If companies jump the gun and implement deals that are subject to our review, they undermine the effective functioning of our EU merger control system. This is a serious breach of the standstill obligation. Illumina and GRAIL have openly done so by implementing their deal while the Commission is still carrying out its in-depth investigation. This could result in hefty fines.

On 22 July 2021, the Commission opened an in-depth investigation over concerns that the proposed transaction may reduce competition and innovation in the market for the development and commercialisation of cancer detection tests based on sequencing technologies.

On 18 August 2021, while the Commission’s review was still ongoing, Illumina publicly announced that it had completed its acquisition of GRAIL. The EU Merger Regulation requires that merging companies do not implement transactions unless and until they have been notified and cleared by the Commission. This otherwise called the “standstill obligation” prevents the potentially negative impact of transactions on the market, pending the outcome of the Commission’s investigation. The early implementation of transactions in breach of EU merger review procedural obligations is a very serious infringement, as it undermines the effective functioning of the EU merger control system.

On 20 August 2021, the Commission opened an investigation to assess whether Illumina breached the ‘standstill obligation’.

In today’s Statement of Objections, the Commission takes the preliminary view that Illumina and GRAIL actually implemented the acquisition prior to the conclusion of the Commission’s in-depth investigation into the transaction.

If the Commission were to conclude that Illumina and GRAIL did implement the transaction prior to the conclusion of the Commission’s in-depth investigation, it could impose a fine of up to 10% of each companies’ annual worldwide turnover.

The sending of a Statement of Objections does not prejudge the final outcome of the investigation. GRAIL and Illumina now have the opportunity to respond to the Commission’s Statement of Objections.

Companies and products

Illumina, headquartered in the US, is a global genomics company, which develops, manufactures and commercialises next generation sequencing (‘NGS’) systems, including sequencing instruments, consumables and related services. Illumina’s NGS systems are medical devices used in a variety of applications, including by customers in the oncology space that develop and run blood-based tests that can detect cancer or select appropriate therapies for cancer patients. Illumina’s global turnover in 2020 was USD 3 billion. In Europe, Illumina commercialises its products both directly and via distributors.

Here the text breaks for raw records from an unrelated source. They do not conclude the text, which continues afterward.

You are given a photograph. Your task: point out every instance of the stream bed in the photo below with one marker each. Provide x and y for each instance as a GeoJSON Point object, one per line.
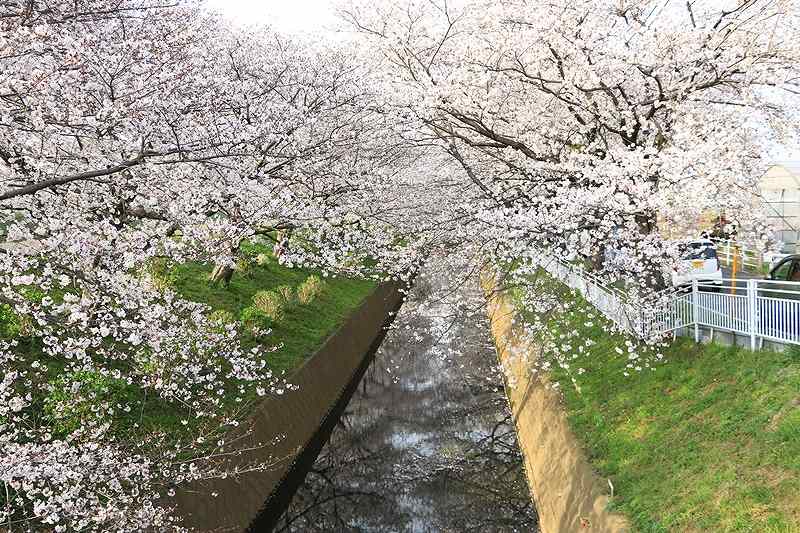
{"type": "Point", "coordinates": [427, 442]}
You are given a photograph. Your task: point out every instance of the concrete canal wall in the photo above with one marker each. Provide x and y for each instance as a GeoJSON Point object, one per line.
{"type": "Point", "coordinates": [569, 496]}
{"type": "Point", "coordinates": [304, 418]}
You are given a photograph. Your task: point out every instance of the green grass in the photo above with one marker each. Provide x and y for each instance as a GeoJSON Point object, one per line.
{"type": "Point", "coordinates": [708, 441]}
{"type": "Point", "coordinates": [302, 329]}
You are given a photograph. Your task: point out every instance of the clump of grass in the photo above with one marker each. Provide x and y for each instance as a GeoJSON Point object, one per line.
{"type": "Point", "coordinates": [288, 294]}
{"type": "Point", "coordinates": [271, 303]}
{"type": "Point", "coordinates": [13, 325]}
{"type": "Point", "coordinates": [75, 397]}
{"type": "Point", "coordinates": [708, 440]}
{"type": "Point", "coordinates": [243, 267]}
{"type": "Point", "coordinates": [161, 273]}
{"type": "Point", "coordinates": [311, 289]}
{"type": "Point", "coordinates": [222, 316]}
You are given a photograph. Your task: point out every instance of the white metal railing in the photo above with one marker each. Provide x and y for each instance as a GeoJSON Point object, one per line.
{"type": "Point", "coordinates": [760, 309]}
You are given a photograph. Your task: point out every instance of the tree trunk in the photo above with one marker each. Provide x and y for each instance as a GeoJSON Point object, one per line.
{"type": "Point", "coordinates": [653, 275]}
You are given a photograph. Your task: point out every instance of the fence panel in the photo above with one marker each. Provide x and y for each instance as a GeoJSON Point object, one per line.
{"type": "Point", "coordinates": [759, 308]}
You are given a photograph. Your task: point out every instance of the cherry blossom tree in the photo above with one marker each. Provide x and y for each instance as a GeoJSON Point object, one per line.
{"type": "Point", "coordinates": [133, 130]}
{"type": "Point", "coordinates": [585, 125]}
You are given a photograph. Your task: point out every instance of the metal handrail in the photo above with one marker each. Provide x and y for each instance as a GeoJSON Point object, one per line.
{"type": "Point", "coordinates": [751, 307]}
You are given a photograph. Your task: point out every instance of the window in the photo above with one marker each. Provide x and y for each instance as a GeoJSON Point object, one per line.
{"type": "Point", "coordinates": [698, 250]}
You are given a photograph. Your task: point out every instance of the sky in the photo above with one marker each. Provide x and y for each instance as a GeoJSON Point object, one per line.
{"type": "Point", "coordinates": [298, 16]}
{"type": "Point", "coordinates": [289, 16]}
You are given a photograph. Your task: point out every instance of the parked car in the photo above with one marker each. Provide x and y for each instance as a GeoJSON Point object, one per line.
{"type": "Point", "coordinates": [698, 262]}
{"type": "Point", "coordinates": [787, 269]}
{"type": "Point", "coordinates": [778, 308]}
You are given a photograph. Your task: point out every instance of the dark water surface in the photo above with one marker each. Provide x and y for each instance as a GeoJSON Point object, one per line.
{"type": "Point", "coordinates": [426, 444]}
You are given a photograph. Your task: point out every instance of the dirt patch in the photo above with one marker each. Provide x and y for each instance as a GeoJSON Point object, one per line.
{"type": "Point", "coordinates": [569, 496]}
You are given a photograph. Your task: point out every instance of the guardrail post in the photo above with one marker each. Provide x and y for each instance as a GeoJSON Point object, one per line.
{"type": "Point", "coordinates": [752, 304]}
{"type": "Point", "coordinates": [695, 314]}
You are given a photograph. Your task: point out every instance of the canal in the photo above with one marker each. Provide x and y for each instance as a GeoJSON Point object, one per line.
{"type": "Point", "coordinates": [427, 443]}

GRAIL, also headquartered in the US, is a healthcare company developing blood-based cancer tests based on genomic sequencing and data science tools. GRAIL’s flagship product is “Galleri”, an early multi-cancer detection test, whose purpose is to detect around 50 cancers in asymptomatic patients from a blood sample.  In April 2021, GRAIL initiated a limited commercialisation of Galleri in the US. GRAIL has two additional pipeline products: (i) a diagnostic aid for cancer testing used to confirm a diagnosis of cancer in symptomatic patients, and (ii) a minimal residual disease test, to detect potential relapse in patients after cancer treatments. GRAIL was founded by Illumina in 2016, and was spun off later in the same year.

Background

The Illumina/ GRAIL merger case

Following a referral request from six Member States, on 19 April 2021 the Commission accepted to review the proposed acquisition of GRAIL by Illumina and opened an in-depth investigation on 22 July 2021. On 13 July 2022, the General Court confirmed the Commission’s jurisdiction to review the transaction.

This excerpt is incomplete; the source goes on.